Tonight my husband and I were at his company Christmas party. They always do it in January after the holiday craziness subsides. I do not know very many of his co-workers or their spouses. We had dinner and then there was bowling. I don’t love bowling. In my mind, bowling is only fun if you are good at it……and I don’t bowl often. As we all moved from the eating area to the bowling lanes I started grumbling about maybe just watching. He said, “you could sit with——‘s wife. I don’t think she is bowling tonight.” This guy’s wife wore a scarf to cover her head after the side effects of chemotherapy. She had also recently had surgery to remove a cancerous tumor. I decided in that moment that I would much rather sit for an hour and visit with her than embarrass myself throwing a ball into the gutter and never hitting more than a pin a throw.
Our husbands have worked for the same company for about 20 years but we have never had a conversation. Tonight we did. She shared about her cancer journey, her career, her children, and feeling as if cancer gave her an opportunity to decide what to do next. She may or may not return to her career….she may decide to try something new…..She would not wish cancer on anyone but she is grateful that cancer made her……kinda brave. She wonders what else is out there for her to do, rather than return to her pre-cancer career. We talked about lots of things. Faith. Family. Future. She didn’t have much experience with families who had grown their family with adoption so I got to share our story with her. She listened attentively and laughed at all the right spots.

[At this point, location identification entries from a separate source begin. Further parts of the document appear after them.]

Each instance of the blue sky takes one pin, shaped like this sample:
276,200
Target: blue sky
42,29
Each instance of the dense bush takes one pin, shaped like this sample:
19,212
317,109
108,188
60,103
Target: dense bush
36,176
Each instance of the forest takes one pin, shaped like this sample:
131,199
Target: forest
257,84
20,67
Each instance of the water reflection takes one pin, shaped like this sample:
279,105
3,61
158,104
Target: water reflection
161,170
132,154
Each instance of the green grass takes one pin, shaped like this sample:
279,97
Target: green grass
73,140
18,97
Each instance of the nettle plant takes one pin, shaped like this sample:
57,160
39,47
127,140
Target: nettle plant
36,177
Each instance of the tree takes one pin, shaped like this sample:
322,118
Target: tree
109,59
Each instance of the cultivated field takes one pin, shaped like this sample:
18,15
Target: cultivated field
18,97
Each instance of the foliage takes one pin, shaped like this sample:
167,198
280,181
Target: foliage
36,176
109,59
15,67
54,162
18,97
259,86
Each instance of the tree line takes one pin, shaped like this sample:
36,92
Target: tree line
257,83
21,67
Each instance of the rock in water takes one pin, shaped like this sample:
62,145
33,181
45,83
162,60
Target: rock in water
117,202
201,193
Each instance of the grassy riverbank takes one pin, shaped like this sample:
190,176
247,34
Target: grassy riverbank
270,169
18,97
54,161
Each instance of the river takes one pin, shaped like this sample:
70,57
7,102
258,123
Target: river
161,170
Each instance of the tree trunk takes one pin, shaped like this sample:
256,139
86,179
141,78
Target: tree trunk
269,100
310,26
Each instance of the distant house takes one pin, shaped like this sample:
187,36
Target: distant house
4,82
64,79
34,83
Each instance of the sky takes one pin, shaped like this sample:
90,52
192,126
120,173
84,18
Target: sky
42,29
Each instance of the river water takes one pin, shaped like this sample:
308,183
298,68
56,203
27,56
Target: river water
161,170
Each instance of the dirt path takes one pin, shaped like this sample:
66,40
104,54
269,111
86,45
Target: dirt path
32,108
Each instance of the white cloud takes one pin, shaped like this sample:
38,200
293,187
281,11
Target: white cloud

I found myself saying over and over, as I shared about each of my children, that I just want to get them to whatever God planned for them all along. Each of us is born with a purpose from God, created by God for that purpose. Helping our children navigate their lives so that they can achieve that purpose…..and know what it is….and glorify Him in it…..well, for me? That’s the whole point of parenting. Bio and adopted kids, the stories I tell about them are the same. How do I help them get to where God wants them to be, to do what He wants them to do in the world until He calls them home? This helps me when I am feeling sad about my adopted kids not being with their first bio families. I tell myself that perhaps God saw that maybe they were not going to get to their purpose in the family they were in, so He helped move them to another one that could. I pray this is true, and that if I can continue to ask for help and wisdom and mercy and forgiveness and grace…..maybe I can help my kids get there. It’s not easy. The pull of the world is strong and loud. My own weakness and sin and flaws are a barrier for sure….but with God’s help, I do believe that they can reach their destiny.
I came to this event feeling drained and empty and needy after a hard week with my job and with parenting. I needed a break and some rest and some time to not be summoned every 2 minutes by my children. I had an hour in the car with my husband to talk about things and to share stories with him that would never get shared at home with 5 sets of ears and so much to do. We had good food and then I got to sit with this beautiful woman and be a part of her transition in life…..and celebrate her victory over the disease of cancer. What an incredible day. Our kids are home with their grandma who is fun and safe and good and they don’t even need to call me or text me. For this little moment…..all is well….as we journey on to that which He calls us to day by day.